The beginning of every new year as a parent of a Christmas-celebrating household finds us scrambling and struggling to find storage space for the masses of loot that Santa has yet again brought. (Even if there is a Santa, does he HAVE to be so generous?)

Photo Credit: furniture-that-gets-kids-to-pick-up-toys.com

Of course we start the process by going through the kids’ old toys and choosing the ones that can be removed to make room for the new ones. With the job of identifying toys that have been outgrown, underplayed or overplayed to the point of near uselessness, I find an overwhelming sense of nostalgia come over me.

The first few Christmases as a parent weren’t so bad. For starters, the house wasn’t nearly so full of holiday after birthday after holiday after hand-me down toys. Don’t get me wrong, baby crap takes up a whole lot of space, but it’s a different kind of space, more floor than shelf. Besides we only had one back then…we didn’t even know what clutter looked like! So while Christmas was a good time to clear the old stuff away, it wasn’t the mass exodus of today’s post-Christmas clear out.

More importantly, we were planning to have another baby, so any toys that were put away, just went into storage. The next baby could of course use the same baby toys and especially since we couldn’t know if we were having a boy or a girl next, we kept absolutely everything.
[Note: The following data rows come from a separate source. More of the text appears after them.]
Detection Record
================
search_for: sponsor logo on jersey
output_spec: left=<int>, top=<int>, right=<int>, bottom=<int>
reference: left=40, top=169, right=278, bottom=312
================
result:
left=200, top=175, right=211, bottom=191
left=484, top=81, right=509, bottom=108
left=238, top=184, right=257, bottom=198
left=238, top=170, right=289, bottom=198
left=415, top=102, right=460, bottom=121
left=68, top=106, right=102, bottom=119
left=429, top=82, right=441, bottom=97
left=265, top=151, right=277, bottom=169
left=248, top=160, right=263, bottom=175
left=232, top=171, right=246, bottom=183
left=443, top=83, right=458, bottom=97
This year though, our family is completed, we have our boy and our girl, and no expectations of more in the future. And our little girl has certainly outgrown the baby toys. Meaning all those toys I pack up this year are being packed up for good. No basement storage for three years, no reopening of the boxes to rediscover the memories they harbor. That frog toy the baby absolutely adored, that made her giggle when she crinkled it, will be in a new home. The obnoxious cell phone that chirped the “shave-and-a-haircut” tune every time you touched it will never annoy us again. The tiny piano that she danced her first dance to will delight a different baby.

On top of that, the toys of our four-year old will be packed up for good as well. It’s not that we want gender specific toys for our kids, we don’t at all. We gave our boy a baby doll and a play kitchen set-up when he was little and our one-year old can’t get enough of her brother’s tool set right now, but they are very different children. What our boy likes now, our little girl probably won’t be into when she’s his age.

So while I can put the ball tower in a box to bring back out in two years, the garbage and recycling trucks that used to contain within their bellies almost anything that went missing from the house just have to go. The old school car track that requires more imagination than batteries and could occupy him for hours a year ago was replaced with a new fangled version for his birthday and has sat unused taking up it’s entire half closet for the last six months; this too will have to move on.

As I pack up the boxes of memories to send out the door, I wonder, will I forget these things? Without the toy itself, will I remember the giggles and the love that the kids grew out of so fast? Will my memory fail me here as it fails me when it comes to finding my keys?

But I have to remind myself, the new toys will bring new joys and new giggles, even if they are more grown up giggles. A new year, a new beginning, and a chance for new memories.